Masterchief schrieb:


> hehe... kommt die mit DNF im Bundle oder was^^


Vermutlich ist das der Masterplan. "Duke Nukem Forever - exklusiv bei Kauf einer GTX4xx".


----------



## SuEdSeE (22. Februar 2010)

*AW: Geforce GTX480/470 werden auf Paxeast am 26. März vorgestellt*

man könnte bald meinen es gibt garkeinen "fermi" sondern nvidia konnte die niederlage nicht verkraften, und nu bekommen se keine ordentliche karte hin...


----------



## PontifexM (23. Februar 2010)

*AW: Geforce GTX480/470 werden auf Paxeast am 26. März vorgestellt*

diese hinhalterrei ist das letze !
ein grund mehr für mich früher oder später die 8800 gtx gegen eine ati zu tauschen.


----------



## h_tobi (23. Februar 2010)

*AW: Geforce GTX480/470 werden auf Paxeast am 26. März vorgestellt*

-Signed- 
dem werde ich mich anschließen.


----------



## kuer (23. Februar 2010)

*AW: Geforce GTX480/470 werden auf Paxeast am 26. März vorgestellt*

NVIDIA The wait is almost over! The world's most anticipated--and
fastest--PC graphics gaming
technology ever created will be unveiled at PAX 2010. 

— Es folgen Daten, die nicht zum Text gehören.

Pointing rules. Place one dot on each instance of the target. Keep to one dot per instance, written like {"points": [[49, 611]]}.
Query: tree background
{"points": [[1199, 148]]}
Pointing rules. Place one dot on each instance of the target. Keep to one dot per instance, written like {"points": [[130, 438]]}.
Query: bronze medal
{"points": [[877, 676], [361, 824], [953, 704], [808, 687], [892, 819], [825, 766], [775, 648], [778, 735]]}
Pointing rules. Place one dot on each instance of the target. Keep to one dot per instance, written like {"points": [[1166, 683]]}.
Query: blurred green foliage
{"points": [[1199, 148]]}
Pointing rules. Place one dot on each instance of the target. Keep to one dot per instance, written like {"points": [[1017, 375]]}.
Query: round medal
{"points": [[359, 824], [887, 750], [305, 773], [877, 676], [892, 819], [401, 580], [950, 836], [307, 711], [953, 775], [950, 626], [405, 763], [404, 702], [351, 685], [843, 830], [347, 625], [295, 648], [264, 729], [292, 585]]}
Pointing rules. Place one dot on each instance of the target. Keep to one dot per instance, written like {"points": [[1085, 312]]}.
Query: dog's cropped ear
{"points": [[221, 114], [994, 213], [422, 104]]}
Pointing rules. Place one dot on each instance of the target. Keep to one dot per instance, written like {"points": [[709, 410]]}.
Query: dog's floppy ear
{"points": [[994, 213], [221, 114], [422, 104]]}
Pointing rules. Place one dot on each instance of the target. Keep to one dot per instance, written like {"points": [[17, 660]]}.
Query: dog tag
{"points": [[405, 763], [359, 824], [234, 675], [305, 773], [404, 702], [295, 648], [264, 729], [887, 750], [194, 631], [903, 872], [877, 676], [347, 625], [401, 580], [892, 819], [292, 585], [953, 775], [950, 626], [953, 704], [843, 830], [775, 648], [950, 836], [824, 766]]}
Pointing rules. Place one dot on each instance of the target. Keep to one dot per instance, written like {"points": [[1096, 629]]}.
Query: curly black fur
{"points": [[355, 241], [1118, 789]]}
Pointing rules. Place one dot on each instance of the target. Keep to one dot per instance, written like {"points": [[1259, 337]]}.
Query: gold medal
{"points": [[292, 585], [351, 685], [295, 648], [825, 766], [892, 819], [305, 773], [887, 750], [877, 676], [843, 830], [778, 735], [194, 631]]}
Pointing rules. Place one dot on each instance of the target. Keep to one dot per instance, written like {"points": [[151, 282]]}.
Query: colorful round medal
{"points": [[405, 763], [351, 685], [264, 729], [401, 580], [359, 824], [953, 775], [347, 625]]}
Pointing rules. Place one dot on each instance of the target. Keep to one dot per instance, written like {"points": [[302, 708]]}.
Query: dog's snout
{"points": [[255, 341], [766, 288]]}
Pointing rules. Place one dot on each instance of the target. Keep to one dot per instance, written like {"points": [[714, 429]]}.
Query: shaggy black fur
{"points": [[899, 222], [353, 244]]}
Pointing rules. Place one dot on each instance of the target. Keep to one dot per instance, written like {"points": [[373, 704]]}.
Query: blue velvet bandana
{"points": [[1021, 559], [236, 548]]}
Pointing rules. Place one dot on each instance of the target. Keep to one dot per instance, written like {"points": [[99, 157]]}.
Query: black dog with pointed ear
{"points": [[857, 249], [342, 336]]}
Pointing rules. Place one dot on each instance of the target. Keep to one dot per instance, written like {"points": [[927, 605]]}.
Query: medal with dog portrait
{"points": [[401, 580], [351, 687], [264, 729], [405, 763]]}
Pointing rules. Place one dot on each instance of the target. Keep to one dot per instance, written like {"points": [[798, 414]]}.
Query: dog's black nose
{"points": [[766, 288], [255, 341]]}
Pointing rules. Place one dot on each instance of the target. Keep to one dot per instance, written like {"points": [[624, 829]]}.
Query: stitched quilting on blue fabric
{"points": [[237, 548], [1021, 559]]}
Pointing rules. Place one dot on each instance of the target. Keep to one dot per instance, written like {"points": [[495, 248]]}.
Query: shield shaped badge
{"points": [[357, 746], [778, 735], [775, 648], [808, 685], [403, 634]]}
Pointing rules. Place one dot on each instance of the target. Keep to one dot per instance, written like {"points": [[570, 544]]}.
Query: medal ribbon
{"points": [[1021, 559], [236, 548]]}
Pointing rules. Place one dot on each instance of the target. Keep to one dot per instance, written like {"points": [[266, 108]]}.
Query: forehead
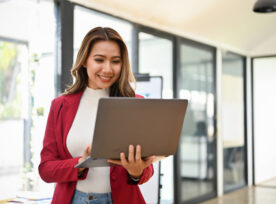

Na ja. NV scheind sich ziemlich sicher, was die Leistung des Fermi angeht. Aber eine Ankündigung der Ankündigung, ist schon lau. Ich weis auch nicht ob eine Lan der richtige Ort ist, für eine solche Ankündigung. Wir werden sehen was da kommt.


----------



## kress (23. Februar 2010)

*AW: Geforce GTX480/470 werden auf Paxeast am 26. März vorgestellt*

Bestimmt zieht Nv kurz vorm Release nochmal zurück um die Fermi zu verbessern, falls die Gerüchte mit Hitze/Leistungsaufnahme stimmen. 
Dann dauerts bis Herbst.


----------



## Chrno (23. Februar 2010)

*AW: Geforce GTX480/470 werden auf Paxeast am 26. März vorgestellt*

So lange sich die alten Karten verkaufen und man die immer wieder Umbennen kann, hat Nvidia wirklich noch alle Zeit der Welt.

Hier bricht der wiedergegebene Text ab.